Life here in Argyll is pretty good as autumn wanders in. It has been a poor summer if you look only at the weather but, if you live with the weather rather than fight against it, it’s been a lovely summer. As The Big Yin (Billy Connolly) once said, “There’s no such thing as bad weather. Just inappropriate clothing.” On behalf of struggling writers everywhere, my answer to Big Yin would be, “That’s fine for you to say when you are a millionaire Scotsman who can afford any amount of waxed cottons and Gore-Tex but for the rest of us the weather up here has been rubbish!”
Anyone who lives here would acknowledge that it has been short summer. It started late after a very cold spring and now the autumn leaves are already well into their golden demise. Our American cousins use the words The Fall to describe this autumnal change where the leaves turn golden brown and yellow and then drop to the floor covering everything and making life difficult for the infirm. The Fall is such a well chosen phrase and, as far as I’m concerned, hits the horses nose bang on the nail’s… head’s… money.
A boy, in leaves.
I remember well, time spent as a lad, kicking through mounds of fallen leaves in the gutter along the appropriately named Bushey Road and Barnsbury Road near to my primary school only to find that some blighter had hidden within, a brick or a heap of dog shit. Happy days…
The season has been refreshingly light on Midges and we have had only two or three days when the pesky little blighters have made our lives a living hell.
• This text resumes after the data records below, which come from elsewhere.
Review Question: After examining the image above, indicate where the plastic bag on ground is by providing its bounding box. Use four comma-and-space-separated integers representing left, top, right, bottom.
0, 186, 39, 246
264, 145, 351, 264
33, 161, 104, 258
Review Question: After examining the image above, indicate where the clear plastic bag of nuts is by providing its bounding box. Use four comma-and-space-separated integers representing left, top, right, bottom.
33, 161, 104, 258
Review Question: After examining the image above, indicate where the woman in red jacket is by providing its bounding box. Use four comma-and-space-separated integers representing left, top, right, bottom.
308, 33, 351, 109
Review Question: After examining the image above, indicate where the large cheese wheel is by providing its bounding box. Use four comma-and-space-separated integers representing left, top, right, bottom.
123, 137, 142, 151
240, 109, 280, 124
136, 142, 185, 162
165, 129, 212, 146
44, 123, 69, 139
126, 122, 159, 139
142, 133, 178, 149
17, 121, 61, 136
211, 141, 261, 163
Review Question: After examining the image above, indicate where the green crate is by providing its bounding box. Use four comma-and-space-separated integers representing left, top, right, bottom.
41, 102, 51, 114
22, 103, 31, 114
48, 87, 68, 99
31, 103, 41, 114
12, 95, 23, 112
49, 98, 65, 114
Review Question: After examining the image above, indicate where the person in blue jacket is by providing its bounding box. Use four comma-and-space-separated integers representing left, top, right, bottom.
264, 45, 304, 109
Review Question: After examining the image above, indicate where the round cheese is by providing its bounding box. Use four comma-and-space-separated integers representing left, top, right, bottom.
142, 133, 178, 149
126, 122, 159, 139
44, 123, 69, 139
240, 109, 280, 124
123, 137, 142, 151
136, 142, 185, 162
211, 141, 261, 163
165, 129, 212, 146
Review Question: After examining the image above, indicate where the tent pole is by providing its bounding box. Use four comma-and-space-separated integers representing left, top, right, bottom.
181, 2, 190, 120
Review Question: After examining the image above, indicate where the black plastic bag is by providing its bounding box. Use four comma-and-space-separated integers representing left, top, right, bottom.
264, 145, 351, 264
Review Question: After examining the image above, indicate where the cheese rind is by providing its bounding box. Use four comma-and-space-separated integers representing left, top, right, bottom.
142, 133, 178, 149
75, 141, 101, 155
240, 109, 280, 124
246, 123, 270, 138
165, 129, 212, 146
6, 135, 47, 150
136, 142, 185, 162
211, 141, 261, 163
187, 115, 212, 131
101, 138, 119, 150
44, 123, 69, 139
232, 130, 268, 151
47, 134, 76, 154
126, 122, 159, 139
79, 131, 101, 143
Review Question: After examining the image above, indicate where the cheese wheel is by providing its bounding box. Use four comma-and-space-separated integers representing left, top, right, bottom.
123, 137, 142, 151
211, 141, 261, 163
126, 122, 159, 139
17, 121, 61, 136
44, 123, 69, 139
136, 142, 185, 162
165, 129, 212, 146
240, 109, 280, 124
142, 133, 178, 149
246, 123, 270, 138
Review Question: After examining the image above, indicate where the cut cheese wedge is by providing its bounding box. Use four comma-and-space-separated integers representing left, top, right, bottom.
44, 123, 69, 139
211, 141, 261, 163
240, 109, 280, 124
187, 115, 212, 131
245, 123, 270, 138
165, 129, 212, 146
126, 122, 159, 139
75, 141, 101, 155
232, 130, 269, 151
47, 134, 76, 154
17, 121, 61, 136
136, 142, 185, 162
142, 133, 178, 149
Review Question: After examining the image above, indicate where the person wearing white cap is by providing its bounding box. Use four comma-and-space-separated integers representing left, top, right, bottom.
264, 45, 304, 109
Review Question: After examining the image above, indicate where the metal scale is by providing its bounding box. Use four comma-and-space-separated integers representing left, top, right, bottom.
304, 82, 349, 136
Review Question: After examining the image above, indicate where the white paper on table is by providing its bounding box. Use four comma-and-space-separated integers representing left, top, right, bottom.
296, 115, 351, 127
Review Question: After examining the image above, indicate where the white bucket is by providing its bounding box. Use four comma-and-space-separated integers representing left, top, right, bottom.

Now we can be assured that they will die off for the winter.
After holding my hand out or the window for just one minute!
Midges at 20x magnification.
I have some American friends that think their Mosquitos are bad dudes and our Midges just can’t compare. My message to them is, “Come over here in July and sit on a rock, if you think you’re hard enough.”
The other news is the last clutch of Swallow chicks fledged last week and have joined the autumn Swallow migration south for the winter. They’ll spend the next couple of weeks flying 5000 miles to the horn of Africa where the temperatures will stay at around 27 deg C and the insects are plentiful.
Swallow chicks being cute.
Swallows awaiting the Easy-Jet flight to Africa.
The upshot is that we have been successful in preventing Peter The Pesky Pine Marten from climbing up to their nest, scragging it and making a light nighttime snack of the chicks. We were concerned that he would find the new shed that we placed just below the nest a convenient leg-up, but we managed to sidetrack him by leaving jam butties on the floor, outside by the woodpile, for him to eat.
It is a little known fact that Pine Martens like to dine on jam butties, but there it is. Peter and his (or her) kits will dine well on our jam. We’ll feed the birds as usual and now leave a jam butty away from their feeding station for Peter. We called him (or her) Peter not being able to determine his (or her) sex. A friend of ours (no name, no pack drill) caught one of Peter’s chums in a Mink trap last summer and the Pine Marten tore the steel Mink trap apart in order to escape. It was the work of a moment for said Pine Marten so if you think that I’m going to get down on my hands and knees and ask for a peep of his (or her) private bits, think again!
Peter The Pesky Pine Marten.
The menu outsuide Chez William is now; 1) Fat Balls for the Chaffinches, Greenfinches, Blue Tits, Great Tits, Coal Tits, Common Woodpecker (You should hear the language!), Wood Pigeons, Sparrows, et al. 2) Assorted Seed for most of the above but the pair of Wood Pigeons that have befriended us are getting too greedy and one of them can’t take off any more. 3) Peanuts for the Tits. (I placed a sign by the nuts saying Tits Only but the others just ignore it). 4) Jam Butties for Peter The Pesky Pine Marten and any bird brave enough to dip it’s beak in.
We get the occasional Red Squirrel making an appearance but they are quite reclusive little chaps and the twenty yards of open ground before they get back to the trees that line our local river, makes them Pine Marten bait. So it is a rarity when the Reds come. The Scotts Pine Marten does keep the slower and fatter Grey Squirrels at bay. They fall prey to the Pine Marten becoming breakfast, leaving Scotland free for the native Reds to remain unmolested by this foreign intruder.
Enough for now. It is time for a proper, hearty, writer’s breakfast of sausages and eggs… and black pudding and hash browns and bacon and sautéed potatoes and fried bread and fried mushrooms and fried tomatoes (for health reasons) and hot buttered crumpets and toast and finally, a bowl of Special K… for the birds. I find that the special diet food recommended by the doctor is just too much for me, after eating my breakfast.